Electric power

Multi-Agent Contextual Combinatorial Multi-Armed Bandits with Linear Structured Super Arm: application to energy management optimization in Smart Grids

Publié le - PGMO Days

Auteurs : Eloann Le Guern-Dall, Raphaël Féraud, Guy Camilleri, Patrick Maillé, H. Ben Ahmed, Juan J Cuenca, Riadh Zorgati, Fabien Petit, Anne Blavette

The integration of electric vehicles (EVs) and renewable energy sources (RES) into future electrical grids presents both significant challenges and opportunities for energy management. While RES production is an incentive for increased demand at specific times of the day (e.g., at noon for photovoltaic production), the distribution system operator (DSO) should also prevent grid congestion. The optimal strategy for integrating each EV with regard to the DSO constraints in a manner that maximizes the local use of RES is an NP-hard problem, as it requires the resolution of a mixed-integer linear programming problem (MILP) [1]. Moreover, due to weather and human behaviors, this optimization should be done under uncertainty. In particular, learning algorithms from the family of Bandit algorithms have been studied in [2], [3] to handle uncertainty. In light of the decentralized algorithms developed in [2], we propose a Multi-Agent Contextual Combinatorial Multi-Armed Bandits (MA-CC-MAB) approach with linearly structured super arms. By leveraging contextual information such as time-varying renewable energy generation, grid load conditions and day of the week, each agent will selfishly and dynamically schedule its charging intervals while considering grid constraints.

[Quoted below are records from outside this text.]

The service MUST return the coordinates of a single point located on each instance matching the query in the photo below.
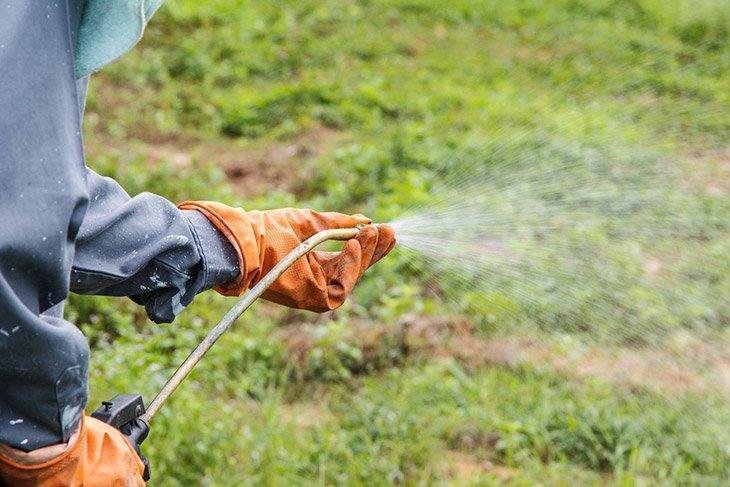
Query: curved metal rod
(242, 305)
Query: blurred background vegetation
(359, 106)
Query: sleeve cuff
(220, 259)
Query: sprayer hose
(242, 305)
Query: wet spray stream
(624, 249)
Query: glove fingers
(342, 271)
(386, 242)
(368, 239)
(305, 223)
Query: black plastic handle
(123, 412)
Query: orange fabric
(100, 456)
(319, 281)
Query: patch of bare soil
(251, 170)
(698, 367)
(708, 172)
(463, 466)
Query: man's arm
(146, 248)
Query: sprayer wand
(126, 412)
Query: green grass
(383, 96)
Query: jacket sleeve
(147, 249)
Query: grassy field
(359, 106)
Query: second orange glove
(320, 281)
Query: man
(64, 228)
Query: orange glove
(99, 455)
(320, 281)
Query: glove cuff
(235, 225)
(20, 472)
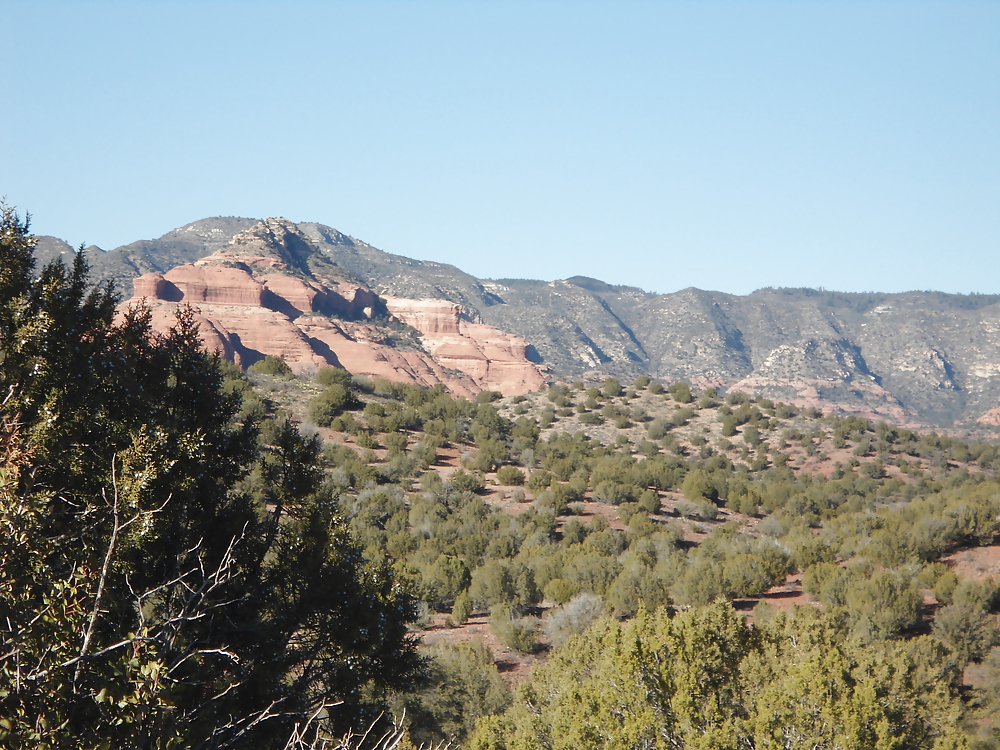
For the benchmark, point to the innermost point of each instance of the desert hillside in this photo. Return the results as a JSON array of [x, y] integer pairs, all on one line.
[[920, 358]]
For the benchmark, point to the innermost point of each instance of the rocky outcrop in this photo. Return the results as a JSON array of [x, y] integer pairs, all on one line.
[[266, 293], [918, 357], [494, 359]]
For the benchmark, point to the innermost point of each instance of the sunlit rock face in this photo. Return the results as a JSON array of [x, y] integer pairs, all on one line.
[[270, 292]]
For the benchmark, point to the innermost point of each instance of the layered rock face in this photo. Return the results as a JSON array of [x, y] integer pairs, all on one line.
[[921, 358], [494, 359], [268, 292]]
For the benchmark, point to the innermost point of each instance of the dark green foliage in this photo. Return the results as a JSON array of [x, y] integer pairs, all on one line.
[[707, 680], [681, 392], [463, 684], [510, 475], [271, 365], [328, 376], [330, 403], [148, 598]]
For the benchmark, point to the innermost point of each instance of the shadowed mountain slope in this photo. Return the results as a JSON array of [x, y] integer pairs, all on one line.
[[922, 357]]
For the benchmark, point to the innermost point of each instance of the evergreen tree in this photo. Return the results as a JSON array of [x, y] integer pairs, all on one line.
[[148, 598]]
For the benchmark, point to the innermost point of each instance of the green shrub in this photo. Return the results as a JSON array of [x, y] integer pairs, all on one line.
[[271, 365], [329, 375], [510, 475]]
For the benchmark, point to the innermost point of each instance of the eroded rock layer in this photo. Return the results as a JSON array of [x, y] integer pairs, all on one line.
[[267, 292]]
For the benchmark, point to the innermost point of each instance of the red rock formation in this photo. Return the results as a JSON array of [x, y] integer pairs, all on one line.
[[494, 359], [247, 307], [990, 418]]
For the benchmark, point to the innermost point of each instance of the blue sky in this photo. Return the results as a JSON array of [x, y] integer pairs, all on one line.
[[723, 145]]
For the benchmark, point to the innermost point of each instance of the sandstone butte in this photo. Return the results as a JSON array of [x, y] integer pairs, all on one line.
[[255, 297]]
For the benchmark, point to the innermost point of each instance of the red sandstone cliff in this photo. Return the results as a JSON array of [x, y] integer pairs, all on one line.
[[264, 294]]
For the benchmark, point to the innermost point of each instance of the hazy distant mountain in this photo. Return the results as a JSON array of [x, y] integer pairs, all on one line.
[[919, 356]]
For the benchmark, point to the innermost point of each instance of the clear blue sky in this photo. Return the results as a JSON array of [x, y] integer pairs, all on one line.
[[724, 145]]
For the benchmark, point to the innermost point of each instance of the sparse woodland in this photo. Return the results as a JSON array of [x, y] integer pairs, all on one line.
[[194, 556]]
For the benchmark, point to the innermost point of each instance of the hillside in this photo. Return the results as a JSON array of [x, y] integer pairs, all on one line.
[[920, 358], [521, 521]]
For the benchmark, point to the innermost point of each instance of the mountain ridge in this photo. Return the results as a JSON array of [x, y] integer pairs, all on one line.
[[915, 357]]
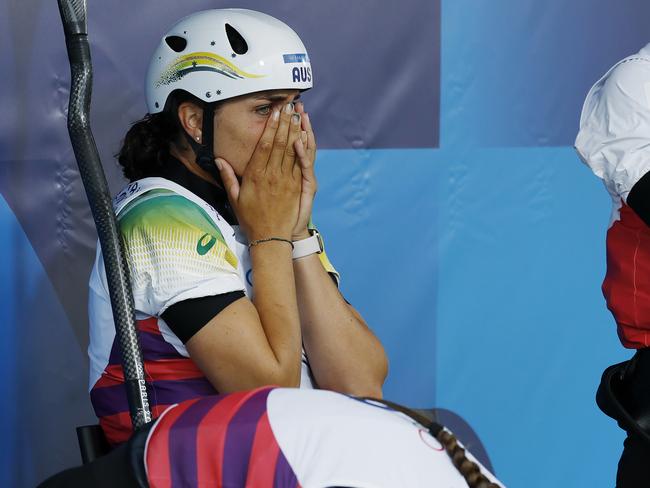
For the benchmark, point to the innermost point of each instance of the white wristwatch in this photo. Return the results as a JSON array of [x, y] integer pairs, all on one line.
[[311, 245]]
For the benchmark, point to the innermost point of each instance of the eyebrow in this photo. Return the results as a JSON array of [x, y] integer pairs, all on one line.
[[276, 98]]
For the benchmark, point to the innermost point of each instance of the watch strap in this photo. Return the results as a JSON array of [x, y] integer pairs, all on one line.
[[305, 247]]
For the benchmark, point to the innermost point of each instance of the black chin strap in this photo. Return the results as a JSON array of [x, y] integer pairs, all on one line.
[[205, 156], [205, 151]]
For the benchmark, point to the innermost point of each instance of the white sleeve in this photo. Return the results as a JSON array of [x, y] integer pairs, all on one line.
[[175, 252], [614, 136]]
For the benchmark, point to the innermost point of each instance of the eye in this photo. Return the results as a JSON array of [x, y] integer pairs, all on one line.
[[263, 110]]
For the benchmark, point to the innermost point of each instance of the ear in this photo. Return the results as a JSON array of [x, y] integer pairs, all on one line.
[[191, 118]]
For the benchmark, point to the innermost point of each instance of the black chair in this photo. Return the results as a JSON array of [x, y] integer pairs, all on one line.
[[92, 442]]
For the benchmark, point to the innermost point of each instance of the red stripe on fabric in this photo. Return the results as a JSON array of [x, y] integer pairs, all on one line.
[[163, 369], [149, 325], [211, 438], [118, 428], [157, 458], [264, 456]]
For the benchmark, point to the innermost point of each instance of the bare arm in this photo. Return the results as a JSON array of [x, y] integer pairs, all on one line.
[[250, 344], [343, 353]]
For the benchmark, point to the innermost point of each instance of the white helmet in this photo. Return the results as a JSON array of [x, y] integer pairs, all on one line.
[[220, 54]]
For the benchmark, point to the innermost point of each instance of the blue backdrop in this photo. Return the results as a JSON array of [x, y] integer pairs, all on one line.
[[465, 228]]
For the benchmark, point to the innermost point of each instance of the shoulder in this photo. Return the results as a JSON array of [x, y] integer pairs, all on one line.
[[626, 82], [161, 220]]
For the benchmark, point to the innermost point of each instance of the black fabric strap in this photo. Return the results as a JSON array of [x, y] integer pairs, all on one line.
[[639, 198], [186, 318]]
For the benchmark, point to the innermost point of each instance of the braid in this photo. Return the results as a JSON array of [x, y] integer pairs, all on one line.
[[467, 468]]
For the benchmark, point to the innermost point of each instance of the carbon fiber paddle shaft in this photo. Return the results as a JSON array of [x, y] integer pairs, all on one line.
[[73, 15]]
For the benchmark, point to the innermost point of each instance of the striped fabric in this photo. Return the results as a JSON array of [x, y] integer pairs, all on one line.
[[221, 440], [171, 378]]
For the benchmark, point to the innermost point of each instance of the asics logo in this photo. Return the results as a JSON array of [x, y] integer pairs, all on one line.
[[206, 241]]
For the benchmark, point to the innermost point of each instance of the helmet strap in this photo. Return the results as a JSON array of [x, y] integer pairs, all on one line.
[[205, 151]]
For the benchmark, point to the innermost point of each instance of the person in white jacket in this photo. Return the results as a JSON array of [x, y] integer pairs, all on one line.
[[614, 141]]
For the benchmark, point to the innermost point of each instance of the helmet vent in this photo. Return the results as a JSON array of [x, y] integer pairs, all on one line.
[[237, 42], [176, 43]]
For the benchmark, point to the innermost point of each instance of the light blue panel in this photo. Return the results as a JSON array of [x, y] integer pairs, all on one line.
[[8, 405], [515, 72], [44, 371], [522, 329], [378, 211]]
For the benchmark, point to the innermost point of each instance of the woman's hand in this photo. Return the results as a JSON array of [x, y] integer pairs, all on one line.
[[267, 202], [306, 152]]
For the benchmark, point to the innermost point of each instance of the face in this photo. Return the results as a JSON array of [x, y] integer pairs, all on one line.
[[239, 123]]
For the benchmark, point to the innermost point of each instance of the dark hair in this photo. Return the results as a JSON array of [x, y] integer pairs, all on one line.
[[148, 142], [467, 468]]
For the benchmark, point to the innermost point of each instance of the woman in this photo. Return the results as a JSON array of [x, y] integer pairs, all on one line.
[[285, 438], [192, 228], [222, 187]]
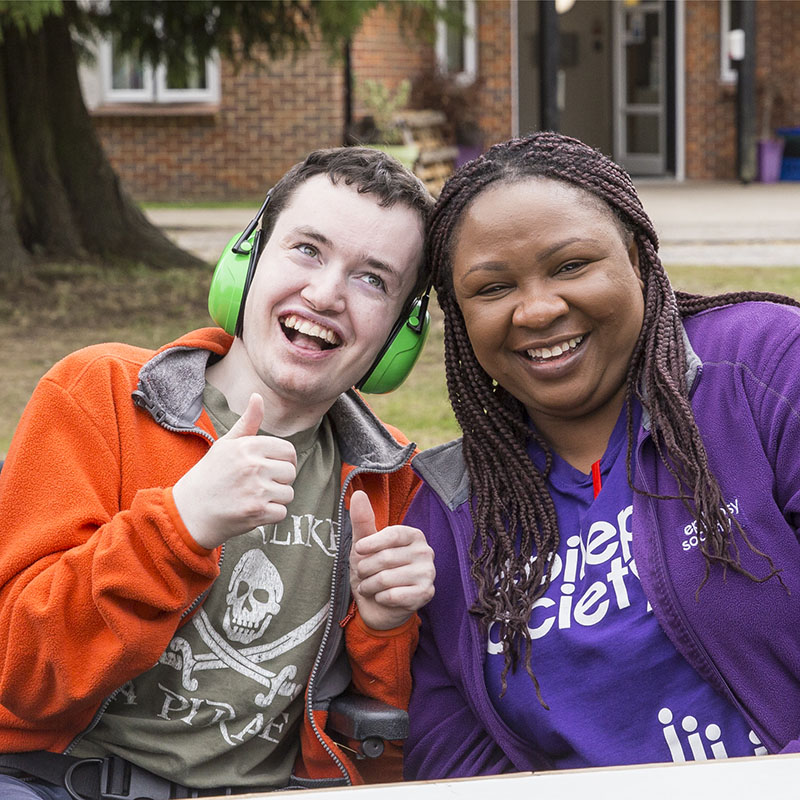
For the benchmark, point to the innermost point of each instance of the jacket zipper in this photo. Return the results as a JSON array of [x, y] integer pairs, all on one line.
[[329, 623]]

The use of linearly structured super arms enables efficient exploration and exploitation in a high-dimensional combinatorial action space, while decentralization will address scalability issues inherent to large systems. The use of contextual information allows adapting to different conditions of the environment, ensuring efficient decision-making under uncertainty. We show performance of this algorithm on the IEEE LVTF network model (55 agents) with PV production, using pandapower python library for the load flow simulation.